6 de ago de 2026, 02:16 a. m.

Actualizado el 6 de ago de 2026, 02:16 a. m.

Durante más de dos siglos, las posesiones presidenciales tuvieron un solo escenario: Bogotá. Este 7 de agosto, esa tradición se rompe. Por primera vez en la historia republicana moderna, la ceremonia se hará fuera de la capital. Y la ciudad elegida es Cali.

Se puede opinar lo que se quiera sobre la decisión. Pero hay algo que no admite discusión: el hecho es histórico. Y los hechos históricos no se agradecen. Se aprovechan.

Cali ya estuvo en el centro de la historia una vez. El 3 de julio de 1810, Joaquín de Cayedo y Cuero, alférez real de la ciudad, encabezó la Junta de Gobierno de Cali: uno de los primeros movimientos que desafiaron el orden colonial y abrieron el camino de la Independencia en el suroccidente. Lo pagó con su vida, fusilado por las tropas realistas en Pasto. Fue uno de los primeros mártires de la libertad de este país.

Doscientos dieciséis años después, Cali vuelve a ser escenario de un momento fundacional. Dos siglos esperando volver a serlo.

Ese es el punto que no podemos dejar pasar. Porque durante décadas, las decisiones del país —las políticas, las administrativas, las simbólicas— se concentraron en Bogotá. Es natural: allá funcionan las instituciones. Pero Colombia no se construye solo desde un altiplano. Se construye desde las regiones que producen alimentos, generan empleo, mueven los puertos, forman a los jóvenes y conectan al país con el mundo.

Las regiones no piden permiso para existir. Piden reconocimiento por lo que ya hacen.

Por eso este 7 de agosto es más que una ceremonia. Durante un día, Cali será la sede del acto institucional más importante de la Nación. Sí: eso exige organización, seguridad, coordinación. Pero también nos da algo que ningún plan de mercadeo puede comprar: la oportunidad de mostrarle al país y al mundo una ciudad que muchos solo conocen por sus dificultades. Una ciudad con músculo empresarial, con universidades, con infraestructura, con un sistema de salud que atiende a medio suroccidente, con capacidad probada para los grandes eventos.

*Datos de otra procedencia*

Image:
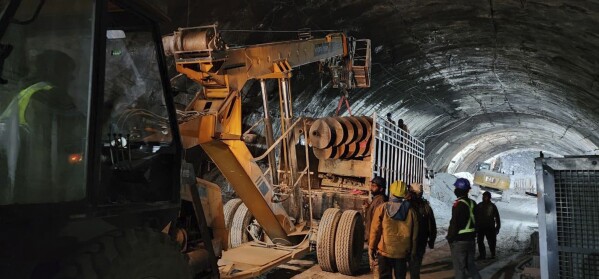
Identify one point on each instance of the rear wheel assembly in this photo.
(325, 242)
(229, 211)
(349, 243)
(241, 221)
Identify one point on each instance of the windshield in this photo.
(137, 153)
(45, 60)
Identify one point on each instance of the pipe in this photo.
(269, 135)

Porque las ciudades también construyen prestigio. Cada congreso, cada competencia, cada acto institucional suma a una reputación. Y esa reputación decide dónde se invierte, dónde se visita, dónde se apuesta. Las oportunidades nacen de la imagen que un territorio es capaz de proyectar de sí mismo.

Esa es la verdadera lección de este momento. La descentralización no es trasladar oficinas. Es entender que las regiones pueden —y deben— asumir un papel protagónico en los grandes momentos nacionales. No se trata de quitarle nada a Bogotá. Se trata de recordar que Colombia tiene muchas ciudades capaces de representar al país con altura.

Los actos duran unas horas. Los símbolos duran décadas.

Cali abrió las puertas de la Independencia en 1810. Este 7 de agosto tiene la oportunidad de demostrar, otra vez, que está a la altura de los momentos que marcan la historia.

Por eso, más allá de cualquier consideración, vale la pena decirlo con claridad: gracias al presidente Abelardo de la Espriella y a su equipo por darle esta oportunidad a nuestra ciudad. Confiar en Cali para un momento así es un gesto que los caleños sabremos honrar.